The Tigers are 62-91 this year, heading for a rebuild, and Ausmus’ contract is up. It’s hard to imagine any manager surviving those circumstances. The Tigers won the division in his first season despite his mistakes, but have had two losing seasons in the three years since. After a decade of prominence the organization is going to shift direction and Ausmus isn’t going to be part of that.
Someone had to take the fall, and given that the general manager has been on the job for only two years, it was always going to be the manager who went first. So Brad Ausmus took the fall, even though this wasn’t his doing.
Certainly, Ausmus has made mistakes this year and in each of his seasons, but the best manager in the league couldn’t have stopped this. Ausmus managed himself out games, but every manager goofs a few times per season and missing the playoffs in 2015, 2016, and 2017 was not Ausmus’ doing. You can’t manage your way out of scoring 4.6 runs per game and allowing 5.5.
Ausmus, however, made all sorts of mistakes during his tenure in Detroit. He left his starters in too long. He relied too much on bullpen roles and was a slave to the save statistic. He preached a reckless brand of base running. He didn’t use his bench and reserves well. He made weird lineup choices. And above all, he frequently seemed at a loss when something happened that he didn’t expect.
I won’t take the time to re-litigate all of his mistakes. I’ve chronicled them extensively and tweeted about them probably too much. Ausmus was a very bad manager from a tactical standpoint. He seemed to have the respect of his players and didn’t do anything that created a clubhouse mutiny. It’s impossible to know how well he performed behind closed doors, but the parts of his job we could observe didn’t cast him in a good light.
That’s okay. Not everyone is cut out for managing, and the ones who are don’t always get it right on their first try. Ausmus sounded like he would be open to modernity when he was hired, but those of us who had those hopes probably should have spent more time listening to his words rather than trying to read between the lines. Ausmus told us he wasn’t a sabermetrician. I thought that was a ploy, but it was the simple truth. He managed like an old school guy, which is exactly what he is.
At some point, bad managing turns into bad general managing. Ausmus showed himself to be a flawed manager and the Tigers, through two different regimes, chose not to replace him until now. When Avila took over, he had the perfect chance to replace Ausmus, but stuck with him for reasons I still don’t fully understand. My theory is that Avila didn’t want the organization to experience too much change at once, but we probably won’t ever know.
But over the last couple months, as things have gone south in South Detroit, the crowd has directed a lot of ire at Ausmus, which I don’t think he entirely deserves. Yes, Ausmus was a bad manager, but he wasn’t responsible for the thing that’s got everyone upset. Ausmus should have been fired after 2014 and 2015 and 2016, but firing him now is just an admission that everything is changing. It’s too late to save the 2017 season, and replacing him won’t undo what is already done. I’m pleased that the Tigers are going to (hopefully) go get a better manager, but I am a little disappointed that Ausmus is going down for something he didn’t really cause.

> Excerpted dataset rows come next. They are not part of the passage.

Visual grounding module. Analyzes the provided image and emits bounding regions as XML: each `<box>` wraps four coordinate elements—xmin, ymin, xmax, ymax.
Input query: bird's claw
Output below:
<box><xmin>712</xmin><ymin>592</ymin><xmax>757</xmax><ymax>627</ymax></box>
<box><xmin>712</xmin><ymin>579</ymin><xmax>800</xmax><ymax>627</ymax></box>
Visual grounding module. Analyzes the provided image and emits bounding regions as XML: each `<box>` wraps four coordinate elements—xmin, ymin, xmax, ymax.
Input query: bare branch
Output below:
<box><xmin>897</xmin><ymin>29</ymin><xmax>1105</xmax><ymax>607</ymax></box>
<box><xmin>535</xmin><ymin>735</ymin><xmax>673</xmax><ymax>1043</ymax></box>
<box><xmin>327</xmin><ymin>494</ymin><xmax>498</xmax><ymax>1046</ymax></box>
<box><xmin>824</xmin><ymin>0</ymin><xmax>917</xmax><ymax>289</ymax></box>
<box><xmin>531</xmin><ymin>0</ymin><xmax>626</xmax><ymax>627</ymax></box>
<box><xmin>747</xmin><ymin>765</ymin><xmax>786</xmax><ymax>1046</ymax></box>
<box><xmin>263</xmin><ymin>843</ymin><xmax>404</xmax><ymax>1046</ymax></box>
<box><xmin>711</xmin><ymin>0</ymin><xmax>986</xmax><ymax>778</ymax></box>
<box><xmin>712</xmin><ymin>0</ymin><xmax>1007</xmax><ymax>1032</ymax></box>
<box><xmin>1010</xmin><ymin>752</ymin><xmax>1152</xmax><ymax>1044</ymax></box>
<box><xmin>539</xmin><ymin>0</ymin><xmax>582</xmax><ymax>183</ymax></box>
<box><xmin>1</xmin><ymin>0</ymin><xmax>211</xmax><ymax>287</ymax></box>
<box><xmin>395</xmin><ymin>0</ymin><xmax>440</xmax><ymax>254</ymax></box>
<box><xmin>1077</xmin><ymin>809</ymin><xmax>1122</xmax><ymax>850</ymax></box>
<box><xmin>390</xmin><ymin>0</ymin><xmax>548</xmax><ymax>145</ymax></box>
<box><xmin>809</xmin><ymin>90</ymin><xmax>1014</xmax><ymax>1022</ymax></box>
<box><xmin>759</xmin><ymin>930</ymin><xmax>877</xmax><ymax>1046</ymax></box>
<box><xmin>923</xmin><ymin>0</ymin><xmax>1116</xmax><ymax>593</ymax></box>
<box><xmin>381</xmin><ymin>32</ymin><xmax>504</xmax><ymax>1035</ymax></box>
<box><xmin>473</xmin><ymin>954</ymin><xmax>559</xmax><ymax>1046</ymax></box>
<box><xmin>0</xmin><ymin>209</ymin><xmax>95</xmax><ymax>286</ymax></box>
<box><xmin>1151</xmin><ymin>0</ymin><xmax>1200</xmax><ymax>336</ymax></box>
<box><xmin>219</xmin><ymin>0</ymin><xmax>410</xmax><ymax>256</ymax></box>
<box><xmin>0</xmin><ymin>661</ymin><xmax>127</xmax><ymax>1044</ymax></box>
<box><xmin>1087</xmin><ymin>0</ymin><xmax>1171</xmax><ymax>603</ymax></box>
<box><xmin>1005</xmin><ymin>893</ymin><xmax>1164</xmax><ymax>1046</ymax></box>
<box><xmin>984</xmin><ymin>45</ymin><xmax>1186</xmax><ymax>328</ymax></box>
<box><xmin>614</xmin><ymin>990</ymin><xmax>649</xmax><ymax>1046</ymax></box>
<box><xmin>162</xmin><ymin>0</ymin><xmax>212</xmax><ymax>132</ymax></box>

This is how the business works, I understand. When a team plays like crap for this long, the manager gets fired. And Ausmus deserved to be fired, just for something else. It’s ironic is what it is.
I had higher hopes for 2017, but this isn’t something that should have caught us off guard. The Tigers were a decent team that played poorly. And decent teams that play poorly rarely get a chance to redeem themselves. And managers for decent teams with big payrolls that play poorly get fired.
It would be better if you got fired for being a bad manager than for managing a bad team, but that’s not the way the world works. As I’ve said many times, the city’s motto lights the way. We hope for better things; It shall rise from the ashes. I mean, hopefully.